What does the Fed’s fight against inflation mean for crypto? Macro analyst explains
Macro analyst Lyn Alden explains why the Fed’s efforts to curb inflation may take longer than expected and how they will impact the crypto markets.
The Federal Reserve’s efforts to battle inflation by rising interest rates and killing demand may have limited results as long as the supply side of the inflation problem won’t be fixed, according to macro analyst Lyn Alden.
“Until they actually fix the supply side of certain things, like energy especially, but commodities broadly and logistics infrastructure, until that is improved, it’s hard to have a more persistent fix to the inflationary problem,” Alden told Cointelegraph in an exclusive interview.
Jerome Powell’s speech at Jackson Hole sent a clear signal that the Federal Reserve is determined to continue its efforts to tame inflation, bringing it down to a target of 2%. That will be achieved at the cost of more pain inflicted on the economy, higher unemployment and the risk of a recession.
“They’re going to tighten until they break something or until they cause recessionary enough conditions.
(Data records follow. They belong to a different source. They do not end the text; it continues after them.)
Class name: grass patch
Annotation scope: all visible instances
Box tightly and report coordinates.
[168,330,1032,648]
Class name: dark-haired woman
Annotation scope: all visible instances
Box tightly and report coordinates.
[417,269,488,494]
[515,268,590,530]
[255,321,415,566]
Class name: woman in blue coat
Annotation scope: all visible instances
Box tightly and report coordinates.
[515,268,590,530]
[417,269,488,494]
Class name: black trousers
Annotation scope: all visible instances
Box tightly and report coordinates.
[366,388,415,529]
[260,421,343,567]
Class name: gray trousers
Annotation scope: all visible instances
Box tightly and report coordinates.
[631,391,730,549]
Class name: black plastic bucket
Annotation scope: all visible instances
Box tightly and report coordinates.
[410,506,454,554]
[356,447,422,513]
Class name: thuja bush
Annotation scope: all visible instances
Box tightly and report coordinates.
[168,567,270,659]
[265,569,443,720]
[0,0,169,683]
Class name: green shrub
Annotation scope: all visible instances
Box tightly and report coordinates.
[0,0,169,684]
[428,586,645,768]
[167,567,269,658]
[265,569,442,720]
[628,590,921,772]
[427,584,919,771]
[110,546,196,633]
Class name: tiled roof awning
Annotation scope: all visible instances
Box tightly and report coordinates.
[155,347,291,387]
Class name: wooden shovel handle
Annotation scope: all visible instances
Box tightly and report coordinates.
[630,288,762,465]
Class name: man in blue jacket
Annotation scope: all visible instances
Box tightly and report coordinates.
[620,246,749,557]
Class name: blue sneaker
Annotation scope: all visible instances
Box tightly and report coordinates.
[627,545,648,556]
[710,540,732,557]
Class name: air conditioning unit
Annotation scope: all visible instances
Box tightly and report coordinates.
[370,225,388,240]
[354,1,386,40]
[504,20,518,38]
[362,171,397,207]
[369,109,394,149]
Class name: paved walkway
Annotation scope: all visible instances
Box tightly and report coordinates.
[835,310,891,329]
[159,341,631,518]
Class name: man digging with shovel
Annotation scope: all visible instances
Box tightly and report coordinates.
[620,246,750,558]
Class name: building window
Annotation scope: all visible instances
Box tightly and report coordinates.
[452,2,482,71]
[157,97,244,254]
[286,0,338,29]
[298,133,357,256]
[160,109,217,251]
And at that point, they might pivot,” Alden explained.
Until the Fed won’t pivot its interest rates policy, the crypto markets are unlikely to recover, pointed out Alden. In the long run, the central banks will be unable to preserve positive interest rates, mainly because of the high level of public debt that is burdening the most developed economies.
“A lot of the major developed countries have an inability to get to positive real rates and hold it there,” said Alden.
That, according to Alden, will favor scarce assets such as Bitcoin in the long run.